Figure 5. Nanoparticle tracking analysis tracked changes in AQP2-positive exosome concentration following desmopressin treatment of a patient with central diabetes insipidous

For A and B, urine aliquots were collected over 2 separate days. The AQP2-exosome concentration in the urine samples is expressed as the AUC for particles sized 20–100 nm that labelled with an antibody to AQP2. Particle concentration is expressed per mmol urinary creatinine. The time of administration of desmopressin treatment is indicated by the dashed line.

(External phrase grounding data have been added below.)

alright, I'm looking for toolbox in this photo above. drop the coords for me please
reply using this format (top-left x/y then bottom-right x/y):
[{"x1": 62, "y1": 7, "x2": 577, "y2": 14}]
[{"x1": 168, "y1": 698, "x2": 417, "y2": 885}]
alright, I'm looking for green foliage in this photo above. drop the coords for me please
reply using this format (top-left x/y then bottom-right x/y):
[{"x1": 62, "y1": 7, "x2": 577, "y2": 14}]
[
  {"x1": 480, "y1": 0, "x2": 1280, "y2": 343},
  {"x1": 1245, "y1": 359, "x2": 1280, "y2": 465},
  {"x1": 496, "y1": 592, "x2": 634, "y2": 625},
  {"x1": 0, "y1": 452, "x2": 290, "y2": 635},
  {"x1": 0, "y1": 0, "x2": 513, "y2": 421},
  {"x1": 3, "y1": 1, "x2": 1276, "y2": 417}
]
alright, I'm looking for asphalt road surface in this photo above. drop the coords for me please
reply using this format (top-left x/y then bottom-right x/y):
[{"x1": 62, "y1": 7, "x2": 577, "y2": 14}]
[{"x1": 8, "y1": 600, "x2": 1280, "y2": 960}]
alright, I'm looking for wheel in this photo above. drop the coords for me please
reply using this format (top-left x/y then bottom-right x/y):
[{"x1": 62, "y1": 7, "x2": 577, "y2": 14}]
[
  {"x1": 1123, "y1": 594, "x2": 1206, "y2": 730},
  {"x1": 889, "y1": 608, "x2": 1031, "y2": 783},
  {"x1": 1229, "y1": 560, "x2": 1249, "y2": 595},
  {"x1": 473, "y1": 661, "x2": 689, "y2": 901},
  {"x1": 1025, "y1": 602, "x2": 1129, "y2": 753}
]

Figure 6. Different storage protocols and urine particle concentration

Nanoparticle tracking analysis was used to measure the particle concentration between 20 and 100 nm in diameter (AUC₂₀₋₁₀₀) after storage at various temperatures for 2 h, 1 day or 1 week. The baseline was immediate measurement after sample collection. n= 5 per group. *P < 0.05 (ANOVA) for significant differences between protease inhibition and none. Abbreviations: RT, room temperature; and PI, protease inhibitors.